Effiong noted that there had to be a balancing act, adding that as long as the police officers continued to invade the privacy of civilians, there would be few instances where the civilians would want to fight back because there were limits to people’s endurance.

Police react

In his reaction to the issue, Spokesperson for the Lagos State Police Command, Benjamin Hundeyin, noted that it might be difficult to identify the cause of the recent assaults on men of the Force.

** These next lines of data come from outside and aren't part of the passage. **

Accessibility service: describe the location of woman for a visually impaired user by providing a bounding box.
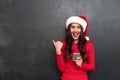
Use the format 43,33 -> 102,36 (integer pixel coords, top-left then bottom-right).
53,16 -> 95,80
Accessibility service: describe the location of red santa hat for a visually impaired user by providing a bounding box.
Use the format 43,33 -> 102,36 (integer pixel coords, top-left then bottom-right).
66,16 -> 89,40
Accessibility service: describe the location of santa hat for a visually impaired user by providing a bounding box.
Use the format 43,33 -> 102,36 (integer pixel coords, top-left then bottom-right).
66,16 -> 89,40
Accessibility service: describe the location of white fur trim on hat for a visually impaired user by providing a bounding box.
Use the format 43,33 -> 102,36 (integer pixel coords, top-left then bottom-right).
66,16 -> 87,31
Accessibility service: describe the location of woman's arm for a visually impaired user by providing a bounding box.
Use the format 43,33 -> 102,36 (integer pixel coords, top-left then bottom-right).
80,41 -> 95,71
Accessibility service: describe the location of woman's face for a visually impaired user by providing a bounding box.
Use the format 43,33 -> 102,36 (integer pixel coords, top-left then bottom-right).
70,23 -> 81,42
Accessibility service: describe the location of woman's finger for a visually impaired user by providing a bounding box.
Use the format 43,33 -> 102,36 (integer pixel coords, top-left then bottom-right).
52,40 -> 56,45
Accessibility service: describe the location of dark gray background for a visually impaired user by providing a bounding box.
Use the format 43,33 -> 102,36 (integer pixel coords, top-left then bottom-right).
0,0 -> 120,80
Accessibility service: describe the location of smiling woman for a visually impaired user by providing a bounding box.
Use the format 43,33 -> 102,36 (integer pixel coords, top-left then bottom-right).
53,16 -> 95,80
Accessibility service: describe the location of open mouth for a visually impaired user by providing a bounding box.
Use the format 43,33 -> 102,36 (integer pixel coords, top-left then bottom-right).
72,32 -> 79,38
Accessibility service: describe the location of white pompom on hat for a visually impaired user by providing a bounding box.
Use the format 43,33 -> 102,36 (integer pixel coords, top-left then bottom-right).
66,16 -> 89,40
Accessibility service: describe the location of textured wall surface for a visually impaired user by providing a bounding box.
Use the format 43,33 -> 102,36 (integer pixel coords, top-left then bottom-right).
0,0 -> 120,80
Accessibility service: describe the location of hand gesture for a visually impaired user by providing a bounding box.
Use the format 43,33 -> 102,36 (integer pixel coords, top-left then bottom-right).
53,40 -> 63,55
74,57 -> 83,67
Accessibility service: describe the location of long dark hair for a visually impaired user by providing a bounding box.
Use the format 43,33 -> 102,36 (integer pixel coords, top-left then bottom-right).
65,24 -> 87,61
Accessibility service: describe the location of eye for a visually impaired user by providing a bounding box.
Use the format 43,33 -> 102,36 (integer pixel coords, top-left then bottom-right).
71,26 -> 75,29
77,26 -> 81,29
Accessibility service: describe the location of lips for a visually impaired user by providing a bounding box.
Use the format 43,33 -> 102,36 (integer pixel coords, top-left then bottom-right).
72,32 -> 79,37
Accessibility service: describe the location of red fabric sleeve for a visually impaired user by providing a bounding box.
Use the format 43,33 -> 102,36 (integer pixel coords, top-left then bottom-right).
56,41 -> 66,72
80,41 -> 95,71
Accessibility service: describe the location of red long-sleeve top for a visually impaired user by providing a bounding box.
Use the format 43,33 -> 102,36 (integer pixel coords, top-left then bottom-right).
56,40 -> 95,80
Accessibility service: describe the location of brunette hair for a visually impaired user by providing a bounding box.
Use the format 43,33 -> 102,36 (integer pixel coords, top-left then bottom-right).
65,24 -> 87,61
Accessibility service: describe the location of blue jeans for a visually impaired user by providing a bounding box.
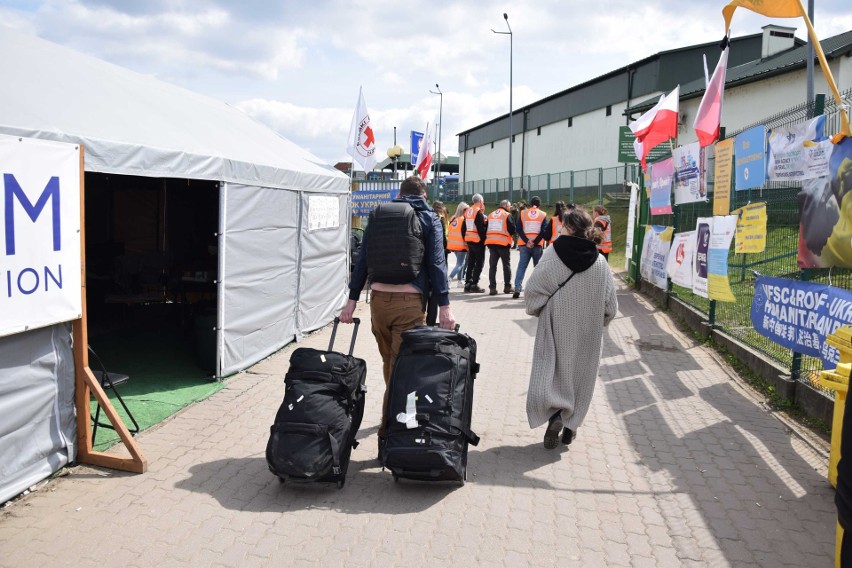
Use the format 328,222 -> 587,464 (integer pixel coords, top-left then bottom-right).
515,241 -> 542,292
450,250 -> 467,282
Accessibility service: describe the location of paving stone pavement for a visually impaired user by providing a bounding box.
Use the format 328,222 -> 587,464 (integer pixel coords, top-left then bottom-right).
0,262 -> 836,567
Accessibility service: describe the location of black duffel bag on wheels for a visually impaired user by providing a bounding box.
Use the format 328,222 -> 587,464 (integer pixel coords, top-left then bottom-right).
266,318 -> 367,488
381,326 -> 479,484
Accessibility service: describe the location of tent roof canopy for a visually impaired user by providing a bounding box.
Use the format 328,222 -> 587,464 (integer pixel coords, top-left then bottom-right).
0,27 -> 349,193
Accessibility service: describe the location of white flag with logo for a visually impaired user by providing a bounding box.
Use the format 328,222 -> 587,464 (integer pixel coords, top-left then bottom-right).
346,89 -> 376,172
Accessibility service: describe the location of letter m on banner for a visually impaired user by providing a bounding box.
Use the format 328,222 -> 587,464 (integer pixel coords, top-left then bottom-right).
3,174 -> 62,256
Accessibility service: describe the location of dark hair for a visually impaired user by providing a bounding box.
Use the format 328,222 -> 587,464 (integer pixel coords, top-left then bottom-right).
562,207 -> 601,243
399,176 -> 426,197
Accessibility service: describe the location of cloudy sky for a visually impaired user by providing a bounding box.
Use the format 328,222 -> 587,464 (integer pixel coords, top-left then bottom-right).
0,0 -> 852,163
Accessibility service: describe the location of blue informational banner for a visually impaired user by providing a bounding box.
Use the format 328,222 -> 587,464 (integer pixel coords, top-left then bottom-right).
352,182 -> 399,217
410,130 -> 423,166
751,276 -> 852,368
734,124 -> 766,191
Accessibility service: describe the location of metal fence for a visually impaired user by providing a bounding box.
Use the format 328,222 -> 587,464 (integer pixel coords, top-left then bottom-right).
634,89 -> 852,395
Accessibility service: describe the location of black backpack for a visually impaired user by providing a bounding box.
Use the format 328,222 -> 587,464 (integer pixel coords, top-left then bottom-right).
367,201 -> 426,284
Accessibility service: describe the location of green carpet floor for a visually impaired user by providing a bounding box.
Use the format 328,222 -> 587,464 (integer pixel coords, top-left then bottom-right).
89,327 -> 223,451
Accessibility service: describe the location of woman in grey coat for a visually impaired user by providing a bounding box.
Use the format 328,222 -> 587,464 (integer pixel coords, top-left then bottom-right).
524,208 -> 618,449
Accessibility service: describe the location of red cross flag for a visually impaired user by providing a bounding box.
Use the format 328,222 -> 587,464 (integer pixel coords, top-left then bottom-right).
346,89 -> 376,172
414,123 -> 432,179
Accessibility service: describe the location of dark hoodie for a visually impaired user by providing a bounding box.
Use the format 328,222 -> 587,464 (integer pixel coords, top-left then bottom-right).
553,235 -> 598,272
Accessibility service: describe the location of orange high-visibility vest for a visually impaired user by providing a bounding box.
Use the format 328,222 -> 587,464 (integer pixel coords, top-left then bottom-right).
447,217 -> 467,252
550,215 -> 562,242
595,217 -> 612,254
518,207 -> 547,246
485,208 -> 512,247
464,205 -> 480,243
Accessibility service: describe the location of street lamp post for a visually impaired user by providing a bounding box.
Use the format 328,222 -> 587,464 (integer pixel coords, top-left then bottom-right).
429,83 -> 444,194
491,12 -> 513,202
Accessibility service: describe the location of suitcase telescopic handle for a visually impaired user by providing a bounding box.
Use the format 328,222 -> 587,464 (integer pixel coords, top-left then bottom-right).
328,318 -> 361,355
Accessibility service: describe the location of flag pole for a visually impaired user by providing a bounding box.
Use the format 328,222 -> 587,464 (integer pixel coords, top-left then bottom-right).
796,0 -> 852,136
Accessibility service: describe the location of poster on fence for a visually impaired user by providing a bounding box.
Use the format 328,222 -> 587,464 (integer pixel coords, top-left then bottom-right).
639,225 -> 674,290
707,215 -> 737,302
666,231 -> 696,289
713,138 -> 734,215
766,115 -> 832,181
734,124 -> 766,191
672,142 -> 707,205
692,217 -> 713,298
751,276 -> 852,368
798,137 -> 852,268
731,202 -> 766,254
651,158 -> 674,215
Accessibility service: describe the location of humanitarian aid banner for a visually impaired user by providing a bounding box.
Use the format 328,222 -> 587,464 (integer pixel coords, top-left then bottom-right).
707,215 -> 737,302
751,276 -> 852,368
766,115 -> 832,181
731,202 -> 766,254
666,231 -> 696,289
713,138 -> 734,215
639,225 -> 674,290
692,217 -> 713,298
651,158 -> 674,215
798,136 -> 852,268
0,136 -> 82,336
672,142 -> 707,205
734,124 -> 766,191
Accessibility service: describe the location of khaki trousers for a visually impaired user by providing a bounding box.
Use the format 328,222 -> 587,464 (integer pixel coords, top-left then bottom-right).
370,290 -> 426,437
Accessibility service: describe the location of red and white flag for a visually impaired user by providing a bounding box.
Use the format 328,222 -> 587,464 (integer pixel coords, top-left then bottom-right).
692,47 -> 728,148
629,85 -> 680,171
346,89 -> 376,172
414,123 -> 432,179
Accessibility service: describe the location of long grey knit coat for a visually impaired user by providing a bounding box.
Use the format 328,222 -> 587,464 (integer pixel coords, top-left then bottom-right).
524,236 -> 618,432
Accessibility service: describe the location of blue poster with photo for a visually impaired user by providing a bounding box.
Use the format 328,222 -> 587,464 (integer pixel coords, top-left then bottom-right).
751,276 -> 852,368
734,124 -> 766,191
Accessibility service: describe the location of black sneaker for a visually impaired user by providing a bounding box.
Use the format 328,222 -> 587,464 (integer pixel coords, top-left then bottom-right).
544,412 -> 562,450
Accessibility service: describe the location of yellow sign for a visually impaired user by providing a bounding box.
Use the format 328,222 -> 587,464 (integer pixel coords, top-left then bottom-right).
732,203 -> 766,254
713,138 -> 734,215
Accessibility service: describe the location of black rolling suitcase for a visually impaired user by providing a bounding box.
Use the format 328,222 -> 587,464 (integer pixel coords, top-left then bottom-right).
381,326 -> 479,484
266,318 -> 367,488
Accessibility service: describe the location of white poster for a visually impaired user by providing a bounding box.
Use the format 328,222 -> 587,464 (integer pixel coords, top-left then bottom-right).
308,195 -> 340,231
692,217 -> 713,298
766,115 -> 834,181
624,182 -> 639,270
666,231 -> 696,289
672,142 -> 707,205
0,135 -> 82,336
639,225 -> 673,290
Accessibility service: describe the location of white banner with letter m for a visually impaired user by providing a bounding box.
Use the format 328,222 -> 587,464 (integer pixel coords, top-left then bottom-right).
0,135 -> 82,337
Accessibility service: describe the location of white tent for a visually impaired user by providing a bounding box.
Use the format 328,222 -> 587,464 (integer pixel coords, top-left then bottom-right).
0,27 -> 349,502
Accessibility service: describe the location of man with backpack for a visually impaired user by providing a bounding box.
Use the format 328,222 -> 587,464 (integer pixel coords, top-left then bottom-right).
340,176 -> 456,458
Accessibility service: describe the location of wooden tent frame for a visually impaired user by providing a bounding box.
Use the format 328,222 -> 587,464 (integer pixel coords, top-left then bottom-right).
72,148 -> 148,473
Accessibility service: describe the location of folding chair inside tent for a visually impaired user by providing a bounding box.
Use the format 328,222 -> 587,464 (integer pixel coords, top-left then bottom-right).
89,345 -> 139,445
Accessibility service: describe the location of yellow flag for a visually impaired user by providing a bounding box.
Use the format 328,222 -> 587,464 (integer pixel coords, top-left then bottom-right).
722,0 -> 803,33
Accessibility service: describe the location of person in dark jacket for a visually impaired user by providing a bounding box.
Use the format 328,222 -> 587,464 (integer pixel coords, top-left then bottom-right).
340,176 -> 456,458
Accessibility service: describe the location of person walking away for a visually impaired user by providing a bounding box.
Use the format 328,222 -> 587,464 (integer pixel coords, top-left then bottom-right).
512,195 -> 547,298
592,205 -> 612,260
447,201 -> 470,286
485,199 -> 515,296
426,200 -> 450,325
524,209 -> 618,449
462,193 -> 487,293
340,176 -> 456,458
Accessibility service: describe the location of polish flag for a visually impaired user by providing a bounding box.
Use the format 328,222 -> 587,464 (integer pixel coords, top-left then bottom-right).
692,47 -> 728,148
346,89 -> 376,172
414,122 -> 432,179
629,85 -> 680,171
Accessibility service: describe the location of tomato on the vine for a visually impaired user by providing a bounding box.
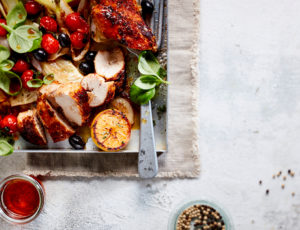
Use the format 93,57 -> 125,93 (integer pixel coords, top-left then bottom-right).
1,115 -> 18,134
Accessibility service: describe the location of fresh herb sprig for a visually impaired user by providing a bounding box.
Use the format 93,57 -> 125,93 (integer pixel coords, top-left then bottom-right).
0,2 -> 42,53
0,130 -> 14,156
27,74 -> 54,88
0,46 -> 22,96
130,51 -> 169,105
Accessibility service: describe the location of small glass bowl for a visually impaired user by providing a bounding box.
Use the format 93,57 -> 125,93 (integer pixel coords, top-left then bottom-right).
0,174 -> 45,224
168,199 -> 234,230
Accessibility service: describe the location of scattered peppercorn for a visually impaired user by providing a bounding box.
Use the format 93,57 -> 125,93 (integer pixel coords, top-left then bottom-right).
176,204 -> 226,230
277,171 -> 281,177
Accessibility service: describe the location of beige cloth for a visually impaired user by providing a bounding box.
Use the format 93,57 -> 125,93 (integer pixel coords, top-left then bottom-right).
24,0 -> 200,177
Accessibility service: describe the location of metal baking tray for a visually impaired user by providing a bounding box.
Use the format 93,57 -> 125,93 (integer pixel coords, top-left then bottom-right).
14,0 -> 168,153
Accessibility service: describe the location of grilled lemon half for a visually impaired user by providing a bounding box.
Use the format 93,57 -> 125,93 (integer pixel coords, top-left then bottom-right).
91,109 -> 131,151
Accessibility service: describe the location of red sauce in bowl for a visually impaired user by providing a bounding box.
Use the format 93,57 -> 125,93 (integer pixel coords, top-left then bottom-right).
2,179 -> 40,217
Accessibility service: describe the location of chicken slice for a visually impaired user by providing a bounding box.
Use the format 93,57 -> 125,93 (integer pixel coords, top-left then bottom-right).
39,82 -> 60,107
37,95 -> 75,142
81,74 -> 116,107
47,82 -> 90,126
92,0 -> 157,52
17,109 -> 47,145
94,47 -> 125,81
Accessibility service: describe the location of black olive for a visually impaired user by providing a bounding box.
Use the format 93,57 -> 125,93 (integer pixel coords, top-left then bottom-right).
84,51 -> 97,61
33,48 -> 48,61
141,0 -> 154,15
69,135 -> 85,149
58,33 -> 71,48
79,62 -> 95,75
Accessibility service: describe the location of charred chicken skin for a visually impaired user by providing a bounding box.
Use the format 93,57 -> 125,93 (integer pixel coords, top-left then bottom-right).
92,0 -> 157,52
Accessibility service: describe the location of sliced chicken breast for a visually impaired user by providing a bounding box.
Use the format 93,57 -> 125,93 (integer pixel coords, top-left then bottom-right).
81,74 -> 116,107
18,109 -> 47,145
47,82 -> 90,126
39,82 -> 60,107
94,47 -> 125,81
37,95 -> 75,142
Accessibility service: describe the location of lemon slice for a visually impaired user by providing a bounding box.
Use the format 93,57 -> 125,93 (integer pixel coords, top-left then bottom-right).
91,109 -> 131,151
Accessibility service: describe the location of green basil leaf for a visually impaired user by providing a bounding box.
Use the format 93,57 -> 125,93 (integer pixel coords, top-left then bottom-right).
0,70 -> 22,96
138,51 -> 161,77
130,84 -> 155,105
27,79 -> 44,88
28,36 -> 42,52
6,1 -> 27,28
0,140 -> 14,156
138,51 -> 169,84
0,45 -> 10,62
0,60 -> 15,71
43,73 -> 54,85
134,75 -> 160,90
8,25 -> 42,53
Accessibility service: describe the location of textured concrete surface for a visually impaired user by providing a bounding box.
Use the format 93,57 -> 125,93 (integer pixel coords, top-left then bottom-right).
0,0 -> 300,230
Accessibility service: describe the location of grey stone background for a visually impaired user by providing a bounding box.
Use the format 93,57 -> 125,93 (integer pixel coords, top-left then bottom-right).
0,0 -> 300,230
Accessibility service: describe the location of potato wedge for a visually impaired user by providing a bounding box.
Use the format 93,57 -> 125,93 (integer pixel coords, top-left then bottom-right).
91,109 -> 131,151
109,97 -> 134,125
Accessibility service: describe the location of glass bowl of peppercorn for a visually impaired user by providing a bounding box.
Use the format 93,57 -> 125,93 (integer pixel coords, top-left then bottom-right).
168,200 -> 233,230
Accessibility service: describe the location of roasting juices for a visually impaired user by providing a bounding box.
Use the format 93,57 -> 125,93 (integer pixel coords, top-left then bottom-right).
0,175 -> 44,223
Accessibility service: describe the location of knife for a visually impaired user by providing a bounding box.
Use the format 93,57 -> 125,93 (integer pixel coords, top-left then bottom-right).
138,101 -> 158,178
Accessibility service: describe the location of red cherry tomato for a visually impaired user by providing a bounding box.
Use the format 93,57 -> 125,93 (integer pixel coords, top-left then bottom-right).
65,13 -> 90,34
42,34 -> 59,54
25,1 -> 42,15
0,18 -> 7,37
12,59 -> 30,73
70,31 -> 88,49
21,70 -> 35,90
69,0 -> 80,8
1,115 -> 18,134
40,16 -> 57,33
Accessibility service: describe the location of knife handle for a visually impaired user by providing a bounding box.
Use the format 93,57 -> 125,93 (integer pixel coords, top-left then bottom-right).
138,101 -> 158,178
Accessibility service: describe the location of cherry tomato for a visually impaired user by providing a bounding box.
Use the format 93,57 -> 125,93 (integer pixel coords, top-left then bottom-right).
69,0 -> 80,8
25,1 -> 42,15
65,13 -> 90,34
12,59 -> 30,73
40,16 -> 57,33
42,34 -> 59,54
0,18 -> 7,37
70,32 -> 88,49
1,115 -> 18,134
21,70 -> 35,90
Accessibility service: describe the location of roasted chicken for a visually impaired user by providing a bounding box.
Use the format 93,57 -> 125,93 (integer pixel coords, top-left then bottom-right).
47,82 -> 90,126
37,95 -> 75,142
81,74 -> 116,107
18,109 -> 47,145
92,0 -> 157,52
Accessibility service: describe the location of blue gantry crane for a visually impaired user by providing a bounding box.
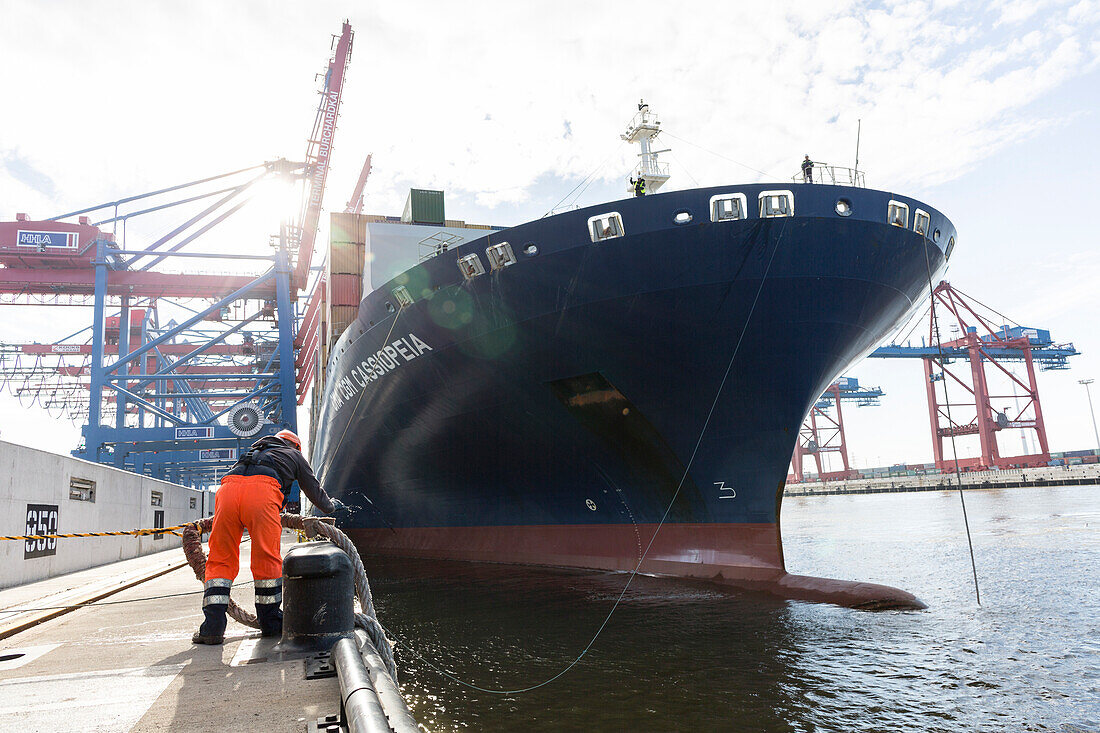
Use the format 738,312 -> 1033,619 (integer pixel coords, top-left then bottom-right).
0,22 -> 352,486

He stated, “I believe the focus should be on people orchestrating the assaults. Why are they doing that? The civilians should be asked what they have against the Nigerian police. One after the other, we have been prosecuting them. If others don’t learn, they will also face the same consequences. We are not doing more than that. It’s to serve as a deterrent to others who plan to do so. ”

Similarly, Force Spokesperson, CSP Olumuyiwa Adejobi, stated that the noticeable attacks on cops were attributable to a new wave of change.

Adejobi stated, “The breeze in civility and professionalism in the police incidentally has been taken for granted by some individuals who capitalised on that to harass and attack the police. It is easily noticed that today, the police are the one being brutalised unlike what we used to experience.”

He noted that for obvious reasons, the police would approach the situation by charging culprits to court.

The Force spokesperson added, “This will not debar us from being civil, focused and professional in discharging our duties. Nigerians are now supporting the police on this and we share the same ideology on this new trend which has been condemned in its totality.”